Reliance on a closed-source VLM (Gemini-2.5 API) limits local deployment and reproducibility.
Quantitative constraint interpretation is difficult: the VLM struggles to precisely judge "whether an object exceeds 2 m," which may cause misclassification.
Bounding boxes serve as the primary SAM input, limiting fine-grained segmentation (e.g., fine structures such as eyelashes).
Accuracy is prioritized over latency; multiple API calls make the framework unsuitable for real-time applications.
The method supports only semantic segmentation and has not been extended to instance segmentation.

Multi-agent collaboration paradigm: Inherits ideas from multi-agent frameworks such as MetaGPT and AutoGen—multiple specialized agents collaborating outperforms a single generalist agent.

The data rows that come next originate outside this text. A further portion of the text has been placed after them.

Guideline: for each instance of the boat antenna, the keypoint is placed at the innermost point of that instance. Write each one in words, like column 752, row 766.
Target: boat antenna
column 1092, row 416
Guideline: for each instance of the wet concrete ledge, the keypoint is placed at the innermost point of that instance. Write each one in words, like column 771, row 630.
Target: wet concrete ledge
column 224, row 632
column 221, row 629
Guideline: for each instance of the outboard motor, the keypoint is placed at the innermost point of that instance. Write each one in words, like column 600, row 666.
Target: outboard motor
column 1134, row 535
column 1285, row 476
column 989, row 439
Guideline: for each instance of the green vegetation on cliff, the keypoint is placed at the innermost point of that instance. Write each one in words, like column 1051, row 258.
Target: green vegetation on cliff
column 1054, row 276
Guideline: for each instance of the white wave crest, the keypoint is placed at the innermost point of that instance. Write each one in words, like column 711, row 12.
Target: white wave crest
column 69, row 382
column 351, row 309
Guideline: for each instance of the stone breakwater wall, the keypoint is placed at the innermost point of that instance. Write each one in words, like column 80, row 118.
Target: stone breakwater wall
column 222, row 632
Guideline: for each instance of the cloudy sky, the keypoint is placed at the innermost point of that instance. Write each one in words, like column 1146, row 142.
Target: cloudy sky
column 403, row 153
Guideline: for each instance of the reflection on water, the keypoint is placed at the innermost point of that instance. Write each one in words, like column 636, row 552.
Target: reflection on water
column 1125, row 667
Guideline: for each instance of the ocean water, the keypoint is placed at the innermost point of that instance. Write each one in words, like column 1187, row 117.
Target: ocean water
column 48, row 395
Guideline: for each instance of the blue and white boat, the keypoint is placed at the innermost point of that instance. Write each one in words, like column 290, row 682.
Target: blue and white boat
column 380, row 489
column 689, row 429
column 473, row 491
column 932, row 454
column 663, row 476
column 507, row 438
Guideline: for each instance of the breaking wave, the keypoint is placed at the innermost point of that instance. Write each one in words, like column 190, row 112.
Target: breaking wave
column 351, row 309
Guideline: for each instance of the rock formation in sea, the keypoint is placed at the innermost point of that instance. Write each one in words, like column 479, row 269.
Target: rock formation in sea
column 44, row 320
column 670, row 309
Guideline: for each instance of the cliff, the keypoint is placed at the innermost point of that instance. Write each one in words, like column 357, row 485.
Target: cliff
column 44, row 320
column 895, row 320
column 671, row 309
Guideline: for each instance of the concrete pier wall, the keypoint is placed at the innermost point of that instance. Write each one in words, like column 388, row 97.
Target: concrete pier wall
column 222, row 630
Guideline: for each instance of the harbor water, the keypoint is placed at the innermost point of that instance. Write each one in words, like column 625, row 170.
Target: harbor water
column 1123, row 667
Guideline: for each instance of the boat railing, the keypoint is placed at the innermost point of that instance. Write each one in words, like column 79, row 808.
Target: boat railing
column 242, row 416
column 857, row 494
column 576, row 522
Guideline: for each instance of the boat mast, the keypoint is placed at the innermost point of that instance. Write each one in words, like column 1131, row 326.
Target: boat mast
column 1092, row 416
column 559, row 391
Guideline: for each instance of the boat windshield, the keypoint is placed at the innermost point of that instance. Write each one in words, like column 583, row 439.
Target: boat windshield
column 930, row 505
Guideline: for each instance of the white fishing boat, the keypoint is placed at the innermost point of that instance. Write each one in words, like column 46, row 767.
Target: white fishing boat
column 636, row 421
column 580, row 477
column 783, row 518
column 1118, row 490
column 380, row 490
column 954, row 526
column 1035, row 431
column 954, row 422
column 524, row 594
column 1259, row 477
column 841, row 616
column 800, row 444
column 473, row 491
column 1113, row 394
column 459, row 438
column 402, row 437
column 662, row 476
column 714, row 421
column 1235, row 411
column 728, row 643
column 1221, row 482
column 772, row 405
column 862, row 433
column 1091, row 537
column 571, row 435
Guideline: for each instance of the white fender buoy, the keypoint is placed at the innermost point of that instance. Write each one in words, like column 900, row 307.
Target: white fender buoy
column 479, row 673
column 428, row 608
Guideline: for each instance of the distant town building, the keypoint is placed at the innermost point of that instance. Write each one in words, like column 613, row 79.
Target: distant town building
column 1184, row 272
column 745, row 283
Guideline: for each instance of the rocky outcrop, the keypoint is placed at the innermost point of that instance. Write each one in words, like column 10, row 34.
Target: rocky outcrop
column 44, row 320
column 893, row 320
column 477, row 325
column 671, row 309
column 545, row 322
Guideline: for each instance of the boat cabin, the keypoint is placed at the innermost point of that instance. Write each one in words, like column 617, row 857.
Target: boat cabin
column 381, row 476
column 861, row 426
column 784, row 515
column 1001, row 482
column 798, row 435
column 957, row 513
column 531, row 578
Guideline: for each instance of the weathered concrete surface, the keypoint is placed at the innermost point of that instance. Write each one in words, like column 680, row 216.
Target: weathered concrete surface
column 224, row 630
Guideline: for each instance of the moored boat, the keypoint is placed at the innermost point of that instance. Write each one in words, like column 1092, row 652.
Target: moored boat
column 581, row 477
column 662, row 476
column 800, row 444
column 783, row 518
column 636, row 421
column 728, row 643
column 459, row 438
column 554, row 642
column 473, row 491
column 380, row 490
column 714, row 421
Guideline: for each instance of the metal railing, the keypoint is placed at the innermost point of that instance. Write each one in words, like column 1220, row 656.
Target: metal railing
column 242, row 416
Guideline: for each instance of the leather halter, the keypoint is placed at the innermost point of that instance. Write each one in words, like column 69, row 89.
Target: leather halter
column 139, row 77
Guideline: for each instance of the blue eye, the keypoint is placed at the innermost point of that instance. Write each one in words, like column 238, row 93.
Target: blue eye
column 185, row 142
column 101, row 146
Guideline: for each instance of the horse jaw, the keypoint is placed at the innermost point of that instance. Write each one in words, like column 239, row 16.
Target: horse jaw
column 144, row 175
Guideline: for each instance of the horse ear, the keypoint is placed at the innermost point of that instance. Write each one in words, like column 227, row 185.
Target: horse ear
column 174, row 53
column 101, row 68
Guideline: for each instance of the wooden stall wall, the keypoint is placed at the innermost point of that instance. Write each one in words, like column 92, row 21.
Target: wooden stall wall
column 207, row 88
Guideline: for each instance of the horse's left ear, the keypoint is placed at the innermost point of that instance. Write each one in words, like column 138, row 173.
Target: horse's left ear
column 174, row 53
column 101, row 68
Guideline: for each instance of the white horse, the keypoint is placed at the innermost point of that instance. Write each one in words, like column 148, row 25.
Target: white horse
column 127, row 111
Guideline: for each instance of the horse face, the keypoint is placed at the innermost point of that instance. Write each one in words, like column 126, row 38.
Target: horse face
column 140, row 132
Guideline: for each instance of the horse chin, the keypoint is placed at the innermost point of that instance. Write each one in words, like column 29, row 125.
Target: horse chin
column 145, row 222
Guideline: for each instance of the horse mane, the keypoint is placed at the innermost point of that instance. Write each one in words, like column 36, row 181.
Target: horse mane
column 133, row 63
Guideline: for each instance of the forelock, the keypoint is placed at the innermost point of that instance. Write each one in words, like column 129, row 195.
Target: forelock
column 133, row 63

VLM segmentation progress: From single-pass inference in LISA to iterative refinement in this work, representing a paradigm shift for VLMs in segmentation from "answering" to "verifying."
Self-correction mechanism: The Worker–Supervisor loop can be viewed as self-refinement for visual tasks, augmented with an explicit rule-verification step.

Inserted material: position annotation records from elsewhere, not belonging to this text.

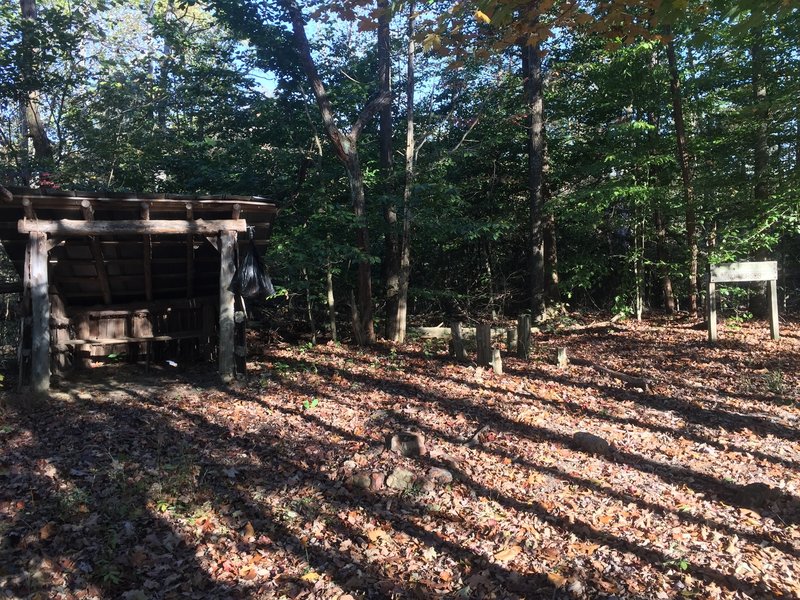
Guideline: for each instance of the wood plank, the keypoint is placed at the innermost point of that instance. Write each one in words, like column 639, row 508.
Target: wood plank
column 189, row 254
column 97, row 254
column 71, row 227
column 147, row 254
column 181, row 335
column 40, row 317
column 772, row 290
column 744, row 271
column 227, row 243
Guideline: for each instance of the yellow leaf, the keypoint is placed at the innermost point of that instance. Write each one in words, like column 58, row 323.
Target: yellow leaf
column 311, row 576
column 431, row 40
column 508, row 554
column 249, row 530
column 482, row 16
column 376, row 535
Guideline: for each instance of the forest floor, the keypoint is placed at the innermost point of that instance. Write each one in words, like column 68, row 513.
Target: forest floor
column 169, row 484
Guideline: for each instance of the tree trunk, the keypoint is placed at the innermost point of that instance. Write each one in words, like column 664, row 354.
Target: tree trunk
column 31, row 125
column 758, row 301
column 346, row 147
column 534, row 99
column 331, row 301
column 686, row 174
column 405, row 240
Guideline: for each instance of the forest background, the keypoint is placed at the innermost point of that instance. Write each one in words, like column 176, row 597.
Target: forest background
column 461, row 160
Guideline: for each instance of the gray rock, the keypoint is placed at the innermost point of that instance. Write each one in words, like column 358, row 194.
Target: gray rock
column 407, row 443
column 591, row 443
column 377, row 481
column 756, row 494
column 401, row 479
column 439, row 476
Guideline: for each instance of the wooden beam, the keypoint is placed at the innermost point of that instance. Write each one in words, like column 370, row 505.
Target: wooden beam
column 69, row 227
column 97, row 254
column 27, row 206
column 147, row 254
column 227, row 243
column 772, row 291
column 40, row 313
column 711, row 300
column 189, row 254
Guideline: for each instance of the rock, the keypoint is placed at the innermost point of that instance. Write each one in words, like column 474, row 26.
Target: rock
column 361, row 480
column 591, row 443
column 400, row 479
column 440, row 476
column 407, row 443
column 377, row 481
column 367, row 480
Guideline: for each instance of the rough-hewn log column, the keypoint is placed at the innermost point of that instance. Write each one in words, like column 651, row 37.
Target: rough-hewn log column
column 40, row 312
column 69, row 227
column 97, row 254
column 227, row 266
column 147, row 249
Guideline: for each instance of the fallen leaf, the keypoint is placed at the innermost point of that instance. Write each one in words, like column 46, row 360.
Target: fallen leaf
column 508, row 554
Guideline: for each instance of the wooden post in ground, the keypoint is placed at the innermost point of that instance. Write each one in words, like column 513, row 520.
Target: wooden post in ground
column 772, row 290
column 40, row 312
column 524, row 336
column 712, row 311
column 240, row 352
column 483, row 335
column 59, row 334
column 497, row 362
column 459, row 353
column 227, row 267
column 511, row 340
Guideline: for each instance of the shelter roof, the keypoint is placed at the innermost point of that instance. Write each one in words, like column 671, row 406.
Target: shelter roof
column 114, row 265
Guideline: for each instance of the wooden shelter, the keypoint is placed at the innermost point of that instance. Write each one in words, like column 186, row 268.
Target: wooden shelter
column 108, row 272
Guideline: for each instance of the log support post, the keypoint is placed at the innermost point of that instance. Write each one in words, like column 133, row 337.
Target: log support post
column 483, row 335
column 227, row 243
column 772, row 290
column 524, row 336
column 40, row 312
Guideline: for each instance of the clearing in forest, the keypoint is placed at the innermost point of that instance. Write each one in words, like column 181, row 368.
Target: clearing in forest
column 171, row 485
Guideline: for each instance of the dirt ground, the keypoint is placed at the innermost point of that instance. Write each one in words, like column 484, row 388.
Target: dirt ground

Inspiration: The guideline-consistency paradigm is extensible to domains requiring strict rule adherence, such as medical image annotation and autonomous driving perception annotation.

Rating¶

Novelty: ⭐⭐⭐⭐⭐ — Novel problem formulation; unique training-free solution combining multi-agent collaboration and RL.
Experimental Thoroughness: ⭐⭐⭐⭐ — Validated on Waymo and ReasonSeg with a manually curated high-quality test set and sufficient ablation studies.
Writing Quality: ⭐⭐⭐⭐ — Clear structure with rich visualizations, though some content is redundant.
Value: ⭐⭐⭐⭐ — Guideline consistency addresses a genuine pain point in practical annotation pipelines, offering high applied value.